Short-lived Game Show created by Mark Goodson which ran on ABC from October 8, 1984 to April 5, 1985. The show pitted a team of three "Juniors" (each under 30) and three "Seniors" (each over 30) against each other.
The original format had Round 1 offering two rows of four answers each. The team chose one of the two rows and was asked a question related to it. Each team member had to eliminate the three wrong answers from that row, with $50 won for each wrong answer eliminated and $300 if all three wrong answers were removed.
On December 17, Round 1 was re-tooled into two sub-rounds: First was "Fact or Fiction", wherein each team played two true-or-false questions, winning $25 for each correct answer. After it came the "Trivia Trap" round, playing two questions each (again with the two choices of four answers); here, the team members could agree or disagree on which right answer they picked, earning more money if everyone picked the right answer.

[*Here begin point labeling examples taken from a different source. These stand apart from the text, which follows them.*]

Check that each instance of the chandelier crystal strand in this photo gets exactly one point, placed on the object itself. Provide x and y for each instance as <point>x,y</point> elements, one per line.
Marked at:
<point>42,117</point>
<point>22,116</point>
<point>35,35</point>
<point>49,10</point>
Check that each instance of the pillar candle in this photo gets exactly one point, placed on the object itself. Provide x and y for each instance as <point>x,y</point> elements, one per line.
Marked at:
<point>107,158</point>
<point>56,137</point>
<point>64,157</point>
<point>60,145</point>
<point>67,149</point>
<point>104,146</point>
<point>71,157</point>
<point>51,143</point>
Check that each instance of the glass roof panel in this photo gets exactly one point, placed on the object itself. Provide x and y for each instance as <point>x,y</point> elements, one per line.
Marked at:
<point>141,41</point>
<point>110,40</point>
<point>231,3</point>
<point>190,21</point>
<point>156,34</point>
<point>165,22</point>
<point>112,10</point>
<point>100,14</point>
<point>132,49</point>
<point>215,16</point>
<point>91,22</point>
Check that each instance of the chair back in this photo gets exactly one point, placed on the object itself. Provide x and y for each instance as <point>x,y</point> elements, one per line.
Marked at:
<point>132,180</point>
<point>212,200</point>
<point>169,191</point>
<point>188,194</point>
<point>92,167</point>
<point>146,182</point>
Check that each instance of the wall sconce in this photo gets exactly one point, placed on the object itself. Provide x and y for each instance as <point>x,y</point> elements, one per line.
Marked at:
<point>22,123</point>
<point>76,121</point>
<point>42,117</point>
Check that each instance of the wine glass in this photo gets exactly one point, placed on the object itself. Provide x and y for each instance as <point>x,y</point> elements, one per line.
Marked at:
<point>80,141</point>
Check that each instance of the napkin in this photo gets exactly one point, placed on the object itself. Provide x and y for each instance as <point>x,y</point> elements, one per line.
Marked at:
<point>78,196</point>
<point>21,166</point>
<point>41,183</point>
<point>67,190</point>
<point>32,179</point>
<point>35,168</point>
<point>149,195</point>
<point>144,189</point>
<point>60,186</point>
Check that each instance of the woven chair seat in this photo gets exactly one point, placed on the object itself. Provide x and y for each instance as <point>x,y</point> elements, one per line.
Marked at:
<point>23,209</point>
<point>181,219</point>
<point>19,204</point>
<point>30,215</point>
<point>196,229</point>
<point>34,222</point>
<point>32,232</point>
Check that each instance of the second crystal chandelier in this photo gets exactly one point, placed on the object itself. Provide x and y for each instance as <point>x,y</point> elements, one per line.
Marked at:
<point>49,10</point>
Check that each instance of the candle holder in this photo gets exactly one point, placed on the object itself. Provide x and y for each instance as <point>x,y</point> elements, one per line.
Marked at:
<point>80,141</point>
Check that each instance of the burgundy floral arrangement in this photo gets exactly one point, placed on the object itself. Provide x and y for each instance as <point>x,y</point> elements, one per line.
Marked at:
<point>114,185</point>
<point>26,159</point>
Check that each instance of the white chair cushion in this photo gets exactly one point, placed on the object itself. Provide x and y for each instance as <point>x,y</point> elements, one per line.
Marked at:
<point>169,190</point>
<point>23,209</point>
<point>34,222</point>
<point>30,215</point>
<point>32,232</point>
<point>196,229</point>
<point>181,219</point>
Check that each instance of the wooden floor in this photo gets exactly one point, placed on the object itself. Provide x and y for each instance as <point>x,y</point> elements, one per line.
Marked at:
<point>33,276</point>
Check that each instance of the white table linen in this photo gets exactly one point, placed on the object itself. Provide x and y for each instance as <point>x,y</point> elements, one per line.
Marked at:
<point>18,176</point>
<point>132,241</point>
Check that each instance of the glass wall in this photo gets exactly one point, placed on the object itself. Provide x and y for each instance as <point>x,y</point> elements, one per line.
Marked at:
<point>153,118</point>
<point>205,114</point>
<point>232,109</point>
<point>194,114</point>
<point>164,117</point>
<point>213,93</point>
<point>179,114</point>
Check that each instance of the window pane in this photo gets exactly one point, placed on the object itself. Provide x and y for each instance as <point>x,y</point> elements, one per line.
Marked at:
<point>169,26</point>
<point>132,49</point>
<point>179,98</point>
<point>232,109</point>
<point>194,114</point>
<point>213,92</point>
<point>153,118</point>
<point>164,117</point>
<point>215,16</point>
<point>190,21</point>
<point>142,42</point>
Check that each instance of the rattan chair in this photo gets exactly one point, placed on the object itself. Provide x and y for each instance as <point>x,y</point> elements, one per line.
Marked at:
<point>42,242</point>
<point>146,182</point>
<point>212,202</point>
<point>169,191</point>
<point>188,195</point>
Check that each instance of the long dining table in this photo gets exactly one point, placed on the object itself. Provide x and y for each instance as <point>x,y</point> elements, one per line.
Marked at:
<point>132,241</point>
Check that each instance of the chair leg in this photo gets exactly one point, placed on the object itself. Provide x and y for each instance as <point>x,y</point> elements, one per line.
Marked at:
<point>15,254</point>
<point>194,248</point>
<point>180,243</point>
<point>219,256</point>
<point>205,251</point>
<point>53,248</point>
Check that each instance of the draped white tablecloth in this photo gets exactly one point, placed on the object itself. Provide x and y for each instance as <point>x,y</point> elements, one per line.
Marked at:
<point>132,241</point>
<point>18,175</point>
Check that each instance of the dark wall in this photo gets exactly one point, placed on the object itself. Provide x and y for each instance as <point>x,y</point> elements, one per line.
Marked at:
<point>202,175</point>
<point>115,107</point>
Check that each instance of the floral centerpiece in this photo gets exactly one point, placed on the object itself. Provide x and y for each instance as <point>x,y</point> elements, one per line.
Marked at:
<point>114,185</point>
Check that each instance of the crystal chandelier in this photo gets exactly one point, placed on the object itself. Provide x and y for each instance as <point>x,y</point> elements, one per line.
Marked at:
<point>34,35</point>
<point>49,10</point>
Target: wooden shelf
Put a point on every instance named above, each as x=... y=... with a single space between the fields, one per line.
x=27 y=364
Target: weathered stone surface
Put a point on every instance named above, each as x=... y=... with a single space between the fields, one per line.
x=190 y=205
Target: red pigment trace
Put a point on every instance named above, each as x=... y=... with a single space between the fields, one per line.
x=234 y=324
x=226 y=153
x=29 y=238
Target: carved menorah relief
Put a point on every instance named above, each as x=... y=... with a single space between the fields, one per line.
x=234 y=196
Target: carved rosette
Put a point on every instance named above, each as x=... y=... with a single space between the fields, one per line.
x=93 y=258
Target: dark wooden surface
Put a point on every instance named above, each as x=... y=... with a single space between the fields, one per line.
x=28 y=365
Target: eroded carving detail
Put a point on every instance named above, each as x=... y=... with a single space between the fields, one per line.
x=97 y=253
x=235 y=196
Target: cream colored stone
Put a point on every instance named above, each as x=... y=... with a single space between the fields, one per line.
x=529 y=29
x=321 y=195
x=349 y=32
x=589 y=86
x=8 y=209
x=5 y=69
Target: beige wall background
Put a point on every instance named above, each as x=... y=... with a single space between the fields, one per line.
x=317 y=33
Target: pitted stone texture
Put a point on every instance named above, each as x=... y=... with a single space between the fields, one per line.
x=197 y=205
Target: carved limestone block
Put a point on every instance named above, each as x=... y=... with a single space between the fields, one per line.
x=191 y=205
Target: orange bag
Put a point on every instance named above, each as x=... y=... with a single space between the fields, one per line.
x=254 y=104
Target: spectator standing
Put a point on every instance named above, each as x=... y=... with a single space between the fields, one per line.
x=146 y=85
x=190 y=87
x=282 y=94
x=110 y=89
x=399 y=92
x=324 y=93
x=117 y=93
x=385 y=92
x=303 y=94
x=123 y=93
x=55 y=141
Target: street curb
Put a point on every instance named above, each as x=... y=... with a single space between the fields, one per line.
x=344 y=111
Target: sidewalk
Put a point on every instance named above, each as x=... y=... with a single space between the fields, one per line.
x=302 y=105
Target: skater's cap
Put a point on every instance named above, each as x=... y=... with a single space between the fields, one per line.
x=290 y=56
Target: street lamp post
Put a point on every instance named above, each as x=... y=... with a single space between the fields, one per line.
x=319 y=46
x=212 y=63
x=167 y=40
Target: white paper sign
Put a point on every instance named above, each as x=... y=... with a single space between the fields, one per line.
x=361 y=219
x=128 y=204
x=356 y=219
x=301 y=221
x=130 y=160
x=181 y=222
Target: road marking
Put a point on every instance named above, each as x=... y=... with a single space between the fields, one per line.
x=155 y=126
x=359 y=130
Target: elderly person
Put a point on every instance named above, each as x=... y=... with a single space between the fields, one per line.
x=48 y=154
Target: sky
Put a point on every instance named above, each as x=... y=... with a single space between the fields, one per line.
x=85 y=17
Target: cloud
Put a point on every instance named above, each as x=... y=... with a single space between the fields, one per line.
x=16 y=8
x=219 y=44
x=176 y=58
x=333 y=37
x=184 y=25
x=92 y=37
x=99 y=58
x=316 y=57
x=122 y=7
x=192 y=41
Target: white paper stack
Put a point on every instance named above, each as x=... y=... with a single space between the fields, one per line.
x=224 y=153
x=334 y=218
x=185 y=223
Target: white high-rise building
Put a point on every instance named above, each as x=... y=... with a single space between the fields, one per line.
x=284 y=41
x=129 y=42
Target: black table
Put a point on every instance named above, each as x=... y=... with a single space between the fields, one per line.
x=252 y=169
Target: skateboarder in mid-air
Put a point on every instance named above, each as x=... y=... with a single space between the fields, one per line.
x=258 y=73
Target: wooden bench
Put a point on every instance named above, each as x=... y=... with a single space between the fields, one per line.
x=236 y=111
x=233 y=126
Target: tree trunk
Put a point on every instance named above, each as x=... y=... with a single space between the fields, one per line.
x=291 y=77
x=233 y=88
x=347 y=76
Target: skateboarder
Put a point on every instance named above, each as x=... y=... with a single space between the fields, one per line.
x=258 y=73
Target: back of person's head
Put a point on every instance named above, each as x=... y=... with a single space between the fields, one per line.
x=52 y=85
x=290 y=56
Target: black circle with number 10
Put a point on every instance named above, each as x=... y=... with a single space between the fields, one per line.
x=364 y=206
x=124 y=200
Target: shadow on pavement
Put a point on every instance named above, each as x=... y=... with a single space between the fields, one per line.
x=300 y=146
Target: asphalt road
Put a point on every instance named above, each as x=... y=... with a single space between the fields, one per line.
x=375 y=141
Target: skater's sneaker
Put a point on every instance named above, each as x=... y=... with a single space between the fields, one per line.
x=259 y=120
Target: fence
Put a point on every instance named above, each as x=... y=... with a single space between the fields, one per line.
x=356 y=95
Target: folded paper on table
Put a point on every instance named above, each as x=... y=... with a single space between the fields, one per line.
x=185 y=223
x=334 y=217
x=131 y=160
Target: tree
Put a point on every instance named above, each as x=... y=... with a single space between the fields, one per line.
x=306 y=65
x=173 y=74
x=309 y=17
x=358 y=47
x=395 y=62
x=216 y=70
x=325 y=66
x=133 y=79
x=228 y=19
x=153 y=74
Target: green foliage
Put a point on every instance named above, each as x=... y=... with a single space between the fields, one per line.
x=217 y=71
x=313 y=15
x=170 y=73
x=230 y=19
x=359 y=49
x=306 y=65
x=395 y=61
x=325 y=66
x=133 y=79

Both formats used the same rules for the next rounds: the $1,000 Trivia Race, which was simply pick a category, answer a question, lather-rinse-repeat; the first ten questions were worth $100 each, with all subsequent ones worth $200. After all that, the winning team proceeded to the $10,000 Trivia Ladder, a multi-tiered bonus round.
Notable for being the final original Game Show created by Mark Goodson. Afterwards Mark Goodson Productions would only produce revivals of existing formats until their acquisition by Pearson Television (now Fremantle Media) in the 1990s.
This show provides examples of:
- Animated Credits Opening: The original format had the word "Trivia" scrolling diagonally several times on a rainbow-striped background as various pop cultural images slid across the screen, followed by an idiosyncratic wipe shaped like a bear trap which then revealed the on-set logo.
- Artifact Title: The second format didn't really involve answers catching contestants in a trap, or at least not more so than any other quiz show.
- Bonus Round: The $10,000 Trivia Ladder. Four levels, each representing a question with four possible answers; the first three are for each individual teammate (order of play is determined by number of questions answered in the Trivia Race). A correct answer won $1,000 and moved them to the final level, where a correct answer split the money ($3,333 for all three, $5,000 for two, or $10,000 for one person).
- It should be noted that the payout structure was unique for this show; while all front game money was divided amongst the team, the $13,000 offered in the Trivia Ladder was earned for each individual player (that is, if one person answered both their questions correctly, they alone would win $11,000 on top of all "team" money).
- Celebrity Edition: The week of November 19-23 had Bill Cullen, Jamie Farr, and Tom Poston playing against Jayne Meadows, Vicki Lawrence, and Betty White. The week of February 11-15 had soap operas competing.
- Color-Coded for Your Convenience: The Juniors team always wore blue sweaters, and the Seniors red. Both matched the respective colors of each team's podium.
- Game Show Winnings Cap: Any team that made it to the Trivia Ladder five times retired undefeated; the highest total given away was $65,500.
- Opening Narration:
- Original Format: "Here comes the fascinating world of trivia, where even a right answer can catch you in a trap! On Trivia Trap! And here's the host of Trivia Trap, Bob Eubanks!" (On October 29, 1984, "The Juniors are ready, the Seniors are set to play" was added before the last line.)
- Revamped Format: Used a Cold Open.Eubanks: Hi there, I'm Bob Eubanks. Can you answer this trivia question? (asks a trivia question) You'll get the answer to that and be challenged by many more on (our all-new edition of) Trivia Trap!Hilton: Welcome to the fascinating world of trivia! Our Senior team is ready! Playing for the Seniors are [name], [name], and [name]! And our Junior team is set! Playing for the Juniors are [name], [name] , and [name]! And here's the host of Trivia Trap, Bob Eubanks!
- Retool: As stated before, a gameplay overhaul happened starting with the episode airing December 17, 1984. Mark Goodson did this after a focus group from American Film International made the (possibly ill-advised) suggestion that the show's format of eliminating wrong answers was a "gameplay flaw".
- Shout-Out: One contestant, when unable to give a right answer, gave a joke response of "Edd Kalehoff" (the musician who composed the Theme Tune).